Als autonome Bewegungsnomaden bleibt uns nichts anderes als zu der nächsten politischen Wasserquelle inmitten des deutschen Ödlands zu ziehen und unsere Energie auf andere, vielleicht auch dringlichere Probleme des Schweinesystems zu lenken.
Letzten Samstag ging der Prozess gegen die Mörder von Dennis J. fast folgenlos für die Angeklagten zu Ende und der darauf folgende Protest wurde fachgerecht von der Knüppelgarde aufgelöst.
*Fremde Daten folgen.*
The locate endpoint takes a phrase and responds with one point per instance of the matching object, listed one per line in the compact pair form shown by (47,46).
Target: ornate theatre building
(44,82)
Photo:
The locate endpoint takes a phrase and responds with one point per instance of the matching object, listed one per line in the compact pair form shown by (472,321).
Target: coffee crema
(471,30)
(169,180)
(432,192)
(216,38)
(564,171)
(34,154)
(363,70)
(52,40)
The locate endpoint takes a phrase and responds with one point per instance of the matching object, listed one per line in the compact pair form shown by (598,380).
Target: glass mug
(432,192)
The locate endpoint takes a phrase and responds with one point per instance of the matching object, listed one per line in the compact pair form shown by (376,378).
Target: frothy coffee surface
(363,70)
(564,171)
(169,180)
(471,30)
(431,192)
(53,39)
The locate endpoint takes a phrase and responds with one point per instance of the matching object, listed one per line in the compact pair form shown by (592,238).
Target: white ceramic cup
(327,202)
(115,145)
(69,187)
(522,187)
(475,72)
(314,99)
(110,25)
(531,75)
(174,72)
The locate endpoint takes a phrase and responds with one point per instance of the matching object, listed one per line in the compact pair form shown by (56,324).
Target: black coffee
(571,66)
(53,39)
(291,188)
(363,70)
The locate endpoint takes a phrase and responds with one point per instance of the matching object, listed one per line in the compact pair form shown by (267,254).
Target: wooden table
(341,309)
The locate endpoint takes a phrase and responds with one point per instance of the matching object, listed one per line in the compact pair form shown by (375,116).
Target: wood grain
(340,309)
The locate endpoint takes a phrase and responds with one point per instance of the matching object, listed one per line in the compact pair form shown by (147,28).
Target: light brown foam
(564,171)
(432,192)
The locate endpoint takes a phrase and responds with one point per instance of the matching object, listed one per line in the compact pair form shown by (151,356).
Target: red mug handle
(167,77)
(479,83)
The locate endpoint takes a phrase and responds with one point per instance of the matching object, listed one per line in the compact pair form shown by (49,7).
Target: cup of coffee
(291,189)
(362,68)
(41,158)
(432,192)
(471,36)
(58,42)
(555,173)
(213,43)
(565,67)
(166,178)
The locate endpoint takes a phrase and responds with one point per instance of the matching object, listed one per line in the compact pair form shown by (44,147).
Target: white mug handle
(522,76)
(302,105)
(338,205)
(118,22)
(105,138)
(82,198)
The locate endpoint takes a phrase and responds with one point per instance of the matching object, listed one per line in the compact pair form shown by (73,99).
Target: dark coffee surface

Die berliner „Bar 25“ hat ganz kleinkustgerecht ein brennendes Interesse an ihrer originalgetreuen „Township“-Bar in unseren Herzen entzündet und wir sind uns auch sicher, dass die Nazis sich bald wieder in Berlin blicken lassen.
Und weil alles ein Ende finden muss, erklären wir, die awmg, uns um 23:59 am achten Tage eines sonnigen Julis für aufgelöst. Nicht, weil wir glauben den Nationalismus überwunden zu haben und auch sicherlich nicht, weil wir davon ausgehen, dass die nationale Erektion, die sich gerade durch die Bevölkerung zieht, in absehbarer Zeit abschlaffen würde.
Wir haben uns nie mehr als ein eventgebundener Dorn im Zeh der schwarz-rot-geilen Bevölkerung verstanden und ob und wie wir diese Rolle erfüllen konnten, wird noch lange Gegenstand der Diskussion in unseren Zusammenhängen bleiben. Und so bleibt uns als Gruppe kaum mehr übrig, als solidarische Grüße an all jene zu schicken, die sich beim Klau präparierter Fahnen verletzt haben oder von tollwütigen Streifenhörnchen gefasst wurden.